The Centre for Teaching, Learning, and Technology at UBC, where I work, has a long history of embracing open practices. We’ve openly licensed most everything on our website since 2014, created and openly shared many different teaching and learning resources, developed and supported open technologies, such as the UBC Wiki or UBC Blogs, which make sharing easy, run workshops on all matters of open pedagogies and resources, contributed code to open code repos, had a dedicated position for open education for many years — the list goes on and on. All of this openness was due to the efforts and heavy lifting of my fantastic colleagues, current and past.
This past year my colleague Lucas Wright and myself had the opportunity to pitch a more intentional strategy in this area and this past March, the CTLT Academic Director, Christina Hendricks, posted CTLT’s new Open Access Statement:
At the Centre for Teaching, Learning and Technology, we create open and accessible educational resources, tools, and practices.

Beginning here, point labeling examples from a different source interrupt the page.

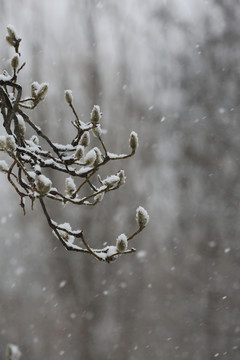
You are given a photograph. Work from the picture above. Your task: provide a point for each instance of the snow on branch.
(80, 162)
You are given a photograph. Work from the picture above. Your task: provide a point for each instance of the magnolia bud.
(122, 177)
(96, 114)
(43, 184)
(133, 141)
(10, 40)
(42, 91)
(3, 166)
(34, 88)
(111, 181)
(122, 243)
(79, 152)
(97, 131)
(12, 32)
(2, 142)
(10, 143)
(21, 124)
(11, 37)
(85, 139)
(68, 96)
(142, 217)
(98, 156)
(99, 197)
(90, 158)
(13, 352)
(35, 139)
(70, 186)
(15, 62)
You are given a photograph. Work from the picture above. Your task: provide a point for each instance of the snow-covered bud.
(6, 75)
(12, 32)
(111, 181)
(122, 243)
(133, 141)
(85, 139)
(97, 131)
(90, 158)
(34, 88)
(2, 142)
(43, 184)
(3, 166)
(79, 152)
(35, 139)
(70, 186)
(13, 352)
(68, 96)
(10, 143)
(62, 230)
(11, 36)
(10, 41)
(99, 197)
(96, 114)
(42, 91)
(142, 217)
(122, 177)
(15, 62)
(21, 124)
(98, 156)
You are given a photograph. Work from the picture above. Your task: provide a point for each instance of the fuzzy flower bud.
(15, 62)
(2, 142)
(90, 158)
(79, 152)
(98, 156)
(43, 184)
(97, 131)
(68, 96)
(133, 141)
(3, 166)
(34, 88)
(21, 124)
(13, 352)
(122, 177)
(10, 143)
(11, 32)
(96, 114)
(42, 91)
(35, 139)
(122, 243)
(11, 36)
(85, 139)
(142, 217)
(62, 230)
(111, 181)
(99, 197)
(70, 186)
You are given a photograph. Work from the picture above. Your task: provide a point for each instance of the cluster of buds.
(77, 160)
(12, 38)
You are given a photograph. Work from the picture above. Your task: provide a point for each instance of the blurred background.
(170, 70)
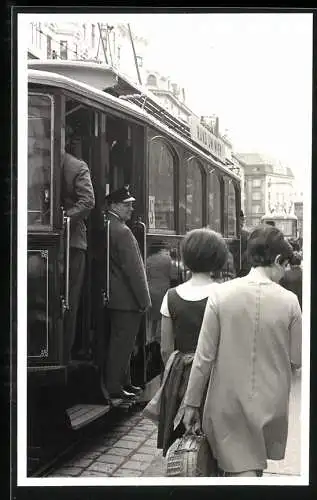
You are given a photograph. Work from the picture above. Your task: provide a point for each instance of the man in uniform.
(129, 295)
(78, 200)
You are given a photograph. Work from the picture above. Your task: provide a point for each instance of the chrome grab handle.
(107, 229)
(144, 238)
(66, 221)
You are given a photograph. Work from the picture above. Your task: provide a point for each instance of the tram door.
(82, 141)
(125, 145)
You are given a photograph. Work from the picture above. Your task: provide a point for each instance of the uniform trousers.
(124, 329)
(76, 276)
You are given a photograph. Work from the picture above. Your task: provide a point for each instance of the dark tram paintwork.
(144, 146)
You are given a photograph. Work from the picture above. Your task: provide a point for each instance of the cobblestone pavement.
(129, 449)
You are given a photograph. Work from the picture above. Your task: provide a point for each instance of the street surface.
(129, 449)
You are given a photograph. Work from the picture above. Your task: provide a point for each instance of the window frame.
(175, 157)
(203, 189)
(229, 181)
(45, 227)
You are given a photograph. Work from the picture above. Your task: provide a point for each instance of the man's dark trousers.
(124, 329)
(76, 276)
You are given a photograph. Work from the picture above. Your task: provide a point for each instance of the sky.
(252, 70)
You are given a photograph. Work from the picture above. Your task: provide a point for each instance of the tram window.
(214, 202)
(230, 217)
(286, 226)
(40, 153)
(119, 138)
(161, 187)
(194, 196)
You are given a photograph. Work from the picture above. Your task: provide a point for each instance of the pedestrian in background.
(204, 252)
(129, 295)
(250, 338)
(293, 277)
(78, 200)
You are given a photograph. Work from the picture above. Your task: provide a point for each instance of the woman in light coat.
(249, 340)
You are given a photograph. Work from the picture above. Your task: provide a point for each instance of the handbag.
(190, 456)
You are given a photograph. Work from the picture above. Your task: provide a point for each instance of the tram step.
(82, 414)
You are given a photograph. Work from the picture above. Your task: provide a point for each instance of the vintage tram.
(286, 223)
(178, 186)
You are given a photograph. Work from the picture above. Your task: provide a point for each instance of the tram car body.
(287, 224)
(178, 187)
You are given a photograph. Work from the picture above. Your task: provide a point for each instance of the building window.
(49, 47)
(256, 195)
(40, 35)
(139, 61)
(230, 225)
(194, 196)
(256, 182)
(151, 81)
(63, 49)
(162, 207)
(214, 202)
(93, 36)
(256, 208)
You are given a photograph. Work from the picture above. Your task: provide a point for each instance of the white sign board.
(206, 139)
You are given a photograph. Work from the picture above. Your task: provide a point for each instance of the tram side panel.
(47, 286)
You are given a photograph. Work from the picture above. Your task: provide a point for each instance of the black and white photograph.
(163, 248)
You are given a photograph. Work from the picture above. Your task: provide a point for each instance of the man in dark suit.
(129, 295)
(78, 200)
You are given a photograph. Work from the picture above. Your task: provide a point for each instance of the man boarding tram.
(78, 200)
(129, 295)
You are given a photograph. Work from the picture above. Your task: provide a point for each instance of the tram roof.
(58, 80)
(279, 217)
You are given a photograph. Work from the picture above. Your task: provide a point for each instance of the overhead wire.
(79, 58)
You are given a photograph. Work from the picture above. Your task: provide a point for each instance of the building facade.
(268, 186)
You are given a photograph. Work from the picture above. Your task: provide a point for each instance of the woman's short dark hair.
(265, 242)
(204, 250)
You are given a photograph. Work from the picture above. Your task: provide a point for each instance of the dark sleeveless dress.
(187, 317)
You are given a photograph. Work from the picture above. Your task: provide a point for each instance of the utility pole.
(103, 43)
(135, 59)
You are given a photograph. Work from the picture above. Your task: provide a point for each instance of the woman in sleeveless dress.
(204, 252)
(250, 340)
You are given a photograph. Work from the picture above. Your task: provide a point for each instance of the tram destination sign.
(206, 139)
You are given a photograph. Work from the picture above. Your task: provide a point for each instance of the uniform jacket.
(250, 336)
(128, 284)
(77, 198)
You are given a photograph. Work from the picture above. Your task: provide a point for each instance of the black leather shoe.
(133, 388)
(122, 395)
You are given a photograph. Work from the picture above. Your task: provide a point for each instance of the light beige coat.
(250, 334)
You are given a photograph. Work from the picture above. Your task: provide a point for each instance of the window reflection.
(161, 187)
(229, 209)
(214, 202)
(39, 159)
(194, 196)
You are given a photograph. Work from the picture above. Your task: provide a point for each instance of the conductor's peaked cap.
(121, 195)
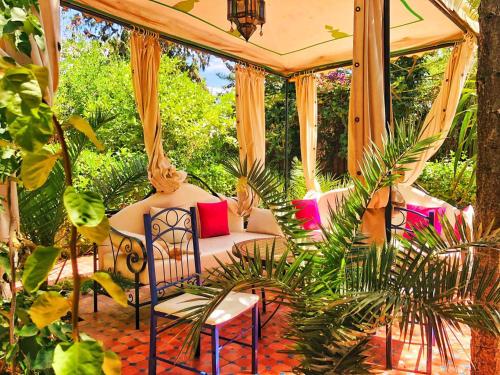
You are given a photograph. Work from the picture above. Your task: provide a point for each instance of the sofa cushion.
(213, 219)
(262, 220)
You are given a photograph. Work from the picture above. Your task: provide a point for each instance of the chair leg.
(215, 351)
(96, 285)
(255, 341)
(264, 308)
(152, 345)
(136, 301)
(388, 346)
(430, 339)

When we co-create these with faculty, staff, students, and community partners, we encourage public sharing with an open license when agreed upon by all contributors.
I, of course, love this statement and encourage checking out the full post from Christina as it lays out the great work that has already happened at CTLT and the intention to continue and improve upon that work. I also really appreciate the important alignment of open with accessibility. Having intentionality about open, and stating that intentionality as part of a unit’s values, helps ensure that we will always be moving ahead and towards our aspirational goals in this area.